Viral genomic characterization

Viral genomes were evaluated regarding size and ORF prediction with Geneious 9.1.2 (Biomatters, New Zealand). Protein sequences were submitted to the TOPCONS web server[39] for identification of transmembrane regions and signal peptide, and to NetNglyc 1.0 Server (http://www.cbs.dtu.dk/services/NetNGlyc/) for identification of glycosylation sites. Annotations of protein domains were performed with InterPro 60.0[40].

Phylogenetic analysis

Maximum likelihood (ML) phylogenetic trees were inferred using amino acids and nucleotides alignments of viral genomes described in this study with representative members of each viral family.
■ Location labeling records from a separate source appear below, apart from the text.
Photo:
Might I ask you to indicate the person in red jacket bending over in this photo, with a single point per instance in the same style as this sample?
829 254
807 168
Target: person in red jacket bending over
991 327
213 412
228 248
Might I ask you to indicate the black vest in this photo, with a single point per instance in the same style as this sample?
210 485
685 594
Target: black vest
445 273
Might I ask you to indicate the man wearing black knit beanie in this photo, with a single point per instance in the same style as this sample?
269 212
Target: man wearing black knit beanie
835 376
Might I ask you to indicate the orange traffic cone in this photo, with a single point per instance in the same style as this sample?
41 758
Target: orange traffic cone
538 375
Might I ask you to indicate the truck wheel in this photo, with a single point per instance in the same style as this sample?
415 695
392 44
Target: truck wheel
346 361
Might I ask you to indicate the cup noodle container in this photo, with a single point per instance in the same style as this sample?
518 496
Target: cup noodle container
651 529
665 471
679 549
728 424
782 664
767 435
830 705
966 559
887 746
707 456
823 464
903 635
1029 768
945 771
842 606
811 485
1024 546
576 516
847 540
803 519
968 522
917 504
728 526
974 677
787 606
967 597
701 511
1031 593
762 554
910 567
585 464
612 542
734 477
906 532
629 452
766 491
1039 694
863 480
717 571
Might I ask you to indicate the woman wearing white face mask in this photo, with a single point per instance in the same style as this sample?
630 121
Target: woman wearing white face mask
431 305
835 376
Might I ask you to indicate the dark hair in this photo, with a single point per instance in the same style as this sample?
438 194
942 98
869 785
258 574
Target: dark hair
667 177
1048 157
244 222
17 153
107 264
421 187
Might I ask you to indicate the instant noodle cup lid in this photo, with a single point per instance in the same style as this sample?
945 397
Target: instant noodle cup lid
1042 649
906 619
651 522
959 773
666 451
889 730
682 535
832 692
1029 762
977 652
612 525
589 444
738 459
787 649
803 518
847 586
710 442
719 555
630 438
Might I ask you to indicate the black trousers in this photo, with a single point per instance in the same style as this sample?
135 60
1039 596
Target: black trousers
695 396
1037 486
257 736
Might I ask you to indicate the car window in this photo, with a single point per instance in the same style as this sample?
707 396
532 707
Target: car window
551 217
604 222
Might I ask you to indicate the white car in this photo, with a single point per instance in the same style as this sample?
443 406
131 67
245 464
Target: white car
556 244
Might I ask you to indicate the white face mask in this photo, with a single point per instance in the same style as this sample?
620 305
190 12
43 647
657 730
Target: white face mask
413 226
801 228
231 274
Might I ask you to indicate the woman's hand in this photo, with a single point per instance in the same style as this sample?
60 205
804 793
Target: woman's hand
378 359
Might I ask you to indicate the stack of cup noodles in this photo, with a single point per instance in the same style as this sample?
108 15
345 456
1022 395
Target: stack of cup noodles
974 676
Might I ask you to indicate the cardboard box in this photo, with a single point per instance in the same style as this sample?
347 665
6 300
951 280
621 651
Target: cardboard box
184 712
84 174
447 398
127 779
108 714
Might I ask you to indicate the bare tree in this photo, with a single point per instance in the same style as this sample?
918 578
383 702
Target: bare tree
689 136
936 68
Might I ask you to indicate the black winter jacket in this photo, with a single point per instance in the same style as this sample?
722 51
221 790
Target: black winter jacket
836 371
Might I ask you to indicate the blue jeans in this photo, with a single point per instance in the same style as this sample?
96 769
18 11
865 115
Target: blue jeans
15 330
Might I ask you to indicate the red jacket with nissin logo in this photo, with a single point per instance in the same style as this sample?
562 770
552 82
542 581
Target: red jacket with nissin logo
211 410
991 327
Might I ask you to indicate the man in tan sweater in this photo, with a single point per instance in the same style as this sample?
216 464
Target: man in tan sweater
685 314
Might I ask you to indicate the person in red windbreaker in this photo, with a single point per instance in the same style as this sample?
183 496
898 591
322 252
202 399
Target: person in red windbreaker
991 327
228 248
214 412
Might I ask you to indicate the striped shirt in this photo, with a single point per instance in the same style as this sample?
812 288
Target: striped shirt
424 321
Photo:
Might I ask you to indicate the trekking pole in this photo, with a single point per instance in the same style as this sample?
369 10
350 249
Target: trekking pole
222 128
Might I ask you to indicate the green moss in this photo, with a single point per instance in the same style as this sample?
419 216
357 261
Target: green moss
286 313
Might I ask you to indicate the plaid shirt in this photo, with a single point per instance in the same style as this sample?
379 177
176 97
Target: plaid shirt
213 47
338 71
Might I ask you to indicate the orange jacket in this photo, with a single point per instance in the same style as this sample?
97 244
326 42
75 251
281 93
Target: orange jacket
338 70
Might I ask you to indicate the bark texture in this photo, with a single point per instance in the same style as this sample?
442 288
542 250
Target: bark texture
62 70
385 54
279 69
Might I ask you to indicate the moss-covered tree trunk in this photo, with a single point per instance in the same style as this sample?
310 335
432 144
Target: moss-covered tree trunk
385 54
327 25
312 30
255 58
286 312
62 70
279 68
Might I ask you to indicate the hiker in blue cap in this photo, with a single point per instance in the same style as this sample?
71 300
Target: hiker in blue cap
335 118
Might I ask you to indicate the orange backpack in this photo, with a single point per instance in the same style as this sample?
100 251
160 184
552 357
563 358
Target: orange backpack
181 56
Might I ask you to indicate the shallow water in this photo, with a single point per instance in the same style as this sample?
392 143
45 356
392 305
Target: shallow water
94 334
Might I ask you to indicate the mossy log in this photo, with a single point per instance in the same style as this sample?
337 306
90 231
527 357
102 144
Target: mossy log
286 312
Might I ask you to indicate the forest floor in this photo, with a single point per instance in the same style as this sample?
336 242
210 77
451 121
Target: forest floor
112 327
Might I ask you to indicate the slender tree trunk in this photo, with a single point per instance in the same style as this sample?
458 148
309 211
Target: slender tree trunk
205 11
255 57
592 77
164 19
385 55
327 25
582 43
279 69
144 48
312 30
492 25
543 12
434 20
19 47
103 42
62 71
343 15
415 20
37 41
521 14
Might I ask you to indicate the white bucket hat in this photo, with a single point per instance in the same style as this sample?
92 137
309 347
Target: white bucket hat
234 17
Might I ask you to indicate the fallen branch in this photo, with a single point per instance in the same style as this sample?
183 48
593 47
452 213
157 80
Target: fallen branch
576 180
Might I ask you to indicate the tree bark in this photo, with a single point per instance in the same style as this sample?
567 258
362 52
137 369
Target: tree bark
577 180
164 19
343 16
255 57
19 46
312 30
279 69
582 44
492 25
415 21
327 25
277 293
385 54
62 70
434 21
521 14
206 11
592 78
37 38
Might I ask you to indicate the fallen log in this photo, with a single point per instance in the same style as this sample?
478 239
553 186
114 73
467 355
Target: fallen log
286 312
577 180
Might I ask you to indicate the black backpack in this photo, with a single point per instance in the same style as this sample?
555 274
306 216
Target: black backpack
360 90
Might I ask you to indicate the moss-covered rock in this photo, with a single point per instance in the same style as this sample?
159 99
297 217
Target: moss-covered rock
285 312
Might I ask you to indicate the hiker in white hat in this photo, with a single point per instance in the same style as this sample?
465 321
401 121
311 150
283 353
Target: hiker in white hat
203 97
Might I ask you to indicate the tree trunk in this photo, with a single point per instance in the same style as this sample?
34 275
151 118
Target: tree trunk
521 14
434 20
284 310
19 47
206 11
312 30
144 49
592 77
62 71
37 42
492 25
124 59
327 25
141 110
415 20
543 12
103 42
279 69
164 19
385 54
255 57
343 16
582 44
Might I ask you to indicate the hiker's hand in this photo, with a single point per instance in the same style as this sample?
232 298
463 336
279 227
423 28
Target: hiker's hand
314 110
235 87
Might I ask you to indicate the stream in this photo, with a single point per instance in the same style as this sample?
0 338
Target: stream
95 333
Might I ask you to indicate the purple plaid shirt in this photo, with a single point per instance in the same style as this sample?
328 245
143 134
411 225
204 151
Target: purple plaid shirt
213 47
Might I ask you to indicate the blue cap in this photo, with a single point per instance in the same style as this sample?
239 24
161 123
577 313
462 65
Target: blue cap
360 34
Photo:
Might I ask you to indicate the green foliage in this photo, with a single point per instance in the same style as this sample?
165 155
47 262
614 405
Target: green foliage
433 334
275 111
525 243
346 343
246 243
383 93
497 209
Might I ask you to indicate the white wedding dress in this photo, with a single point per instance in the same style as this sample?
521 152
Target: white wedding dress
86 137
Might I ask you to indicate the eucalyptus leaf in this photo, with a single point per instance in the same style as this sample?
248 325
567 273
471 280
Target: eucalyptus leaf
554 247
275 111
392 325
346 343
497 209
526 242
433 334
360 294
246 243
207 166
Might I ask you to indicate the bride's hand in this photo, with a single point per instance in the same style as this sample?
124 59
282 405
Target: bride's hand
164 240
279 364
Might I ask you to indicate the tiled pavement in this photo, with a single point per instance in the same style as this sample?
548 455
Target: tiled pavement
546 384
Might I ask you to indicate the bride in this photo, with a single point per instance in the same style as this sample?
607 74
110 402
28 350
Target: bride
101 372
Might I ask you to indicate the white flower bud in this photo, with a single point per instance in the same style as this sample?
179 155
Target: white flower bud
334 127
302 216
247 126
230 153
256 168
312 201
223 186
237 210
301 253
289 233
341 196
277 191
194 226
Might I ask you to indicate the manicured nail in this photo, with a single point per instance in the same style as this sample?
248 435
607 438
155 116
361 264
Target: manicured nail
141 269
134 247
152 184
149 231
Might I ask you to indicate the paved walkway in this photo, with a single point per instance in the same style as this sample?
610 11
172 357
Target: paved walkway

Multiple sequence alignments (MSA) were generated using RevTrans 2.0[41], and manually edited to removing all ambiguously aligned regions. ML trees were inferred using IQ-TREE version 1.4.3 applying 1,000 bootstraps, substitution models were determined by the best-fit model based on Bayesian Information Criterion considered 144 reversible amino acids substitution models and 88 nucleotides substitution models[42,43]. Phylogenetic trees were visualized using FigTree v.1.4.2.

Frequency of viruses

To determine the authenticity and frequency of viral sequences in tick pools and individual cattle samples, we designed primer sets to specifically amplify for each virus identified by HTS (Supplementary Table 3). Then, the viral RNA of individual cattle samples and tick pools were extracted using the QIAamp viral RNA extraction kit (Qiagen, Germany) and submitted to RT-PCR to LITV and WTV-2 using SuperScript™ III One-Step RT-PCR System with Platinum™ Taq DNA Polymerase (Thermo Fisher Scientific, USA), following the manufacturer’s instructions. Cycling conditions were: 50 °C for 30 minutes, 94 °C for 2 minutes followed by 30 cycles at 94 °C for 30 seconds, 50 °C for 30 seconds and 68 °C for 1 minute, followed by a final extension of 72 °C for 5 minutes. The RT-PCR to JMTV was performed as previously described[9]. Amplicons were visualized by gel electrophoresis in 1.5% agarose gels. All PCR products were verified by dideoxy sequencing using ABI 3730 genetic analyzer (Applied Biosystems, USA).

Cells

Various vertebrate and arthropod cell lines were used in experimental infections including: C6/36 (Aedes albopictus), BME26 (Rhipicephalus microplus), BHK-21 (baby hamster kidney), LLC-PK1 (pig kidney cell line), MDBK (bovine kidney), UMNSAH/DF (chicken embryo fibroblast), HEK-293 (human embryonic kidney), Vero (African green monkey kidney) and Vero E6 (a Vero cell line deficient for type I interferon). C6/36 and BME26 cells were propagated as previously described using Leibovitz’s L-15 medium supplemented using 10% heat-inactivated fetal bovine serum, 50 mg/ml of gentamicin and 2 mg/ml of amphotericin B, and maintained at 28 °C or 34 °C, respectively[44,45]. Vertebrate cell lines (BHK-21, MDBK, Vero, Vero E6 and HEK-293 and UMNSAH/DF) were propagated as previously described using D-MEM containing 10% fetal bovine serum (FBS), 100 U/ml of penicillin and 100 μg/ml streptomycin at 37 °C with 5% CO2[46-49].

Experimental infections

Virus samples were filtered through a 0.22-μm filter, and 250 μl was inoculated onto cell monolayers in T25 flasks. Flasks were gently rocked for 1 hour at 37 °C before 7 ml of the respective culture media containing 4% FBS was added. Inoculated cells were incubated for six days. Viruses were passaged three times in each cell line, and for each passage, RNA was extracted from cells and supernatant. Virus infection was assessed by RT-PCR and Sanger sequencing, as described above.